Orgullo de volar

13/09/2019

Tiempo de lectura: 4 minutos

La campaña Flygskam (Vergüenza de volar) es un buen ejemplo del error conocido como “tirar al niño junto con el agua sucia de la bañera”. De todos los elementos del antropoceno (la energía atómica, la comida basura, internet, la erradicación de la viruela, la emergencia climática, etc.) la aviación comercial es uno de los mejores inventos.

Viajar en avión debería ser un derecho humano, pero todavía está lejos de serlo. En Francia o en España coger el avión es algo habitual, con una media de más de un viaje aéreo por persona al año, pero en Guatemala o Burkina Faso solo una de cada 100 personas, como media, usa el avión como medio de transporte.

En algunos territorios el avión es el único medio de transporte disponible para distancias largas. En la Amazonia, las familias ahorran mucho tiempo para pagar el pasaje en una avioneta que les lleve a la capital del Estado para algún trámite burocrático imprescindible. El tiempo de viaje por tierra puede durar semanas. En Latinoamérica la función más importante de muchas aviaciones militares es la conexión interior de sus inmensos países, pero la disponibilidad de sus aviones está lejos de las necesidades de transporte aéreo de la población.

Desde el punto de vista de la rica y apretada Europa, volar es un trámite engorroso de nuestras escapadas de fines de semana. En Madrid, no se ve raro coger el avión para pasar 24 horas en Praga. Eso son 3.400 km, que con el consumo medio de un avión como el Airbus A320 o el Boeing 737, los más usados para este tipo de trayectos –suponiendo el avión casi lleno– serían unos 400 kg de CO2.

Casi media tonelada de CO2 incrustada en la atmósfera por pasar unas horas vagando entre el Puente de Carlos y la calle Keplerova parece mucho. Como comparación, el usuario medio de un coche emite a lo largo de un año unas cuatro toneladas de CO2, el equivalente de diez fines de semana en Praga. Los usuarios intensivos de coches grandes que además viajan mucho en avión tienen una huella de carbono descomunal.

Con estos datos a la vista, la actuación está clara: ¡prescindamos del coche y cojamos el avión! Para los trayectos terrestres, el transporte público o compartido, la bicicleta o caminar nos permite movernos con una huella de carbono reducida. Tan reducida, que nos sobraría cuota de emisión de CO2 para tomar el avión unas cuantas veces… si estamos boyantes desde el punto de vista económico.

 

Nota 1: Las compañías low cost no salen tan baratas como parecen. Suelen dejarte a cientos de kilómetros de tu destino después de trayectos inverosímiles, como hacer escala en Berlín para volar de Madrid a Londres. Cobran toda clase de extras de manera alevosa, como la célebre penalización por no llevar la tarjeta de embarque impresa. Las low cost son como el fast food comparado con la comida de verdad, y lo malo es que están envileciendo a las compañías aéreas de verdad. 

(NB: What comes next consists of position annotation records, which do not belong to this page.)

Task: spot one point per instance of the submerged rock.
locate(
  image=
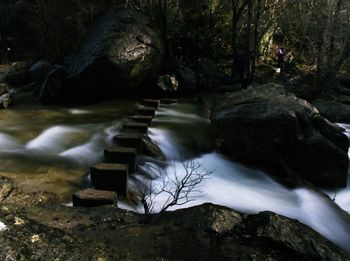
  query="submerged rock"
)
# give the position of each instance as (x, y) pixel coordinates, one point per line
(118, 56)
(267, 127)
(51, 89)
(47, 230)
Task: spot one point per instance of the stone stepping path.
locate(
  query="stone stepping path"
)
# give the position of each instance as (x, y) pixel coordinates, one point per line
(110, 179)
(122, 155)
(135, 126)
(94, 198)
(110, 176)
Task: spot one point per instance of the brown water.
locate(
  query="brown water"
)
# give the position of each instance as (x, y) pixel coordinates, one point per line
(52, 148)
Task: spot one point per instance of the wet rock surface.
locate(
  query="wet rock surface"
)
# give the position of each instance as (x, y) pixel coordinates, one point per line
(266, 126)
(334, 111)
(118, 56)
(40, 228)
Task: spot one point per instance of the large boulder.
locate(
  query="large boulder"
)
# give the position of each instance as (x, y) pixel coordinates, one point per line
(121, 53)
(333, 110)
(209, 75)
(268, 127)
(51, 90)
(36, 226)
(16, 74)
(38, 71)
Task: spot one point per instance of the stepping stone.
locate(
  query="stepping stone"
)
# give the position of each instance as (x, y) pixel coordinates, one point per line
(146, 111)
(129, 140)
(169, 101)
(108, 176)
(151, 103)
(142, 119)
(122, 155)
(94, 198)
(136, 126)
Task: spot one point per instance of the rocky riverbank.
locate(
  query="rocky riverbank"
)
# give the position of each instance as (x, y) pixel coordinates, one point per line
(39, 227)
(268, 127)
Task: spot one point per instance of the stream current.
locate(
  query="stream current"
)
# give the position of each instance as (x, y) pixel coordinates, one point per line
(52, 149)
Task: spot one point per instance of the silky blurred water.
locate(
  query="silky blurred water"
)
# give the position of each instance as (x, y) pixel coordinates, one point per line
(53, 148)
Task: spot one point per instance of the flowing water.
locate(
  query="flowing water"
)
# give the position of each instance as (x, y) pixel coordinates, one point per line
(53, 148)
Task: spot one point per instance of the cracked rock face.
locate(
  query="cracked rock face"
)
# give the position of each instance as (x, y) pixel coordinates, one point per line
(266, 126)
(120, 53)
(39, 228)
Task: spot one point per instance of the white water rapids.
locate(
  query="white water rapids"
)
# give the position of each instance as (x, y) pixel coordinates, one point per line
(54, 149)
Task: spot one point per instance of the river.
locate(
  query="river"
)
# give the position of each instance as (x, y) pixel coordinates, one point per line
(52, 149)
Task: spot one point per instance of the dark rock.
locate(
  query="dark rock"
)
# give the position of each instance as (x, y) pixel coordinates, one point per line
(4, 88)
(142, 119)
(130, 140)
(94, 198)
(264, 73)
(119, 55)
(52, 88)
(146, 111)
(150, 148)
(153, 103)
(122, 155)
(17, 74)
(168, 83)
(186, 77)
(38, 71)
(274, 229)
(333, 110)
(135, 127)
(108, 176)
(206, 232)
(209, 75)
(6, 188)
(267, 127)
(7, 98)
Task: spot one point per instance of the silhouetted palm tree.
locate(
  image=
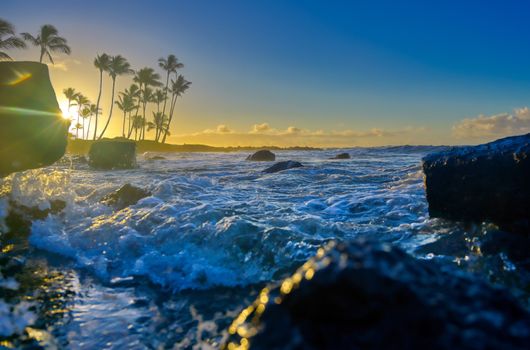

Nota 2: No todos los trayectos en avión son iguales. En términos de kilogramos de CO2 por pasajero y kilómetro, los aviones regionales pequeños que vuelan distancias inferiores a 600 km son un auténtico derroche. Para estos trayectos conviene coger el tren, que es más cómodo. Pero en trayectos muy largos en aviones grandes, la emisión de CO2 por pasajero y kilómetro se mantiene en unos límites razonables, equivalentes a los de un coche pequeño. Con la diferencia de que el avión vuela a 900 km/h y no a 20 km/h, que es la velocidad media de un coche en la ciudad.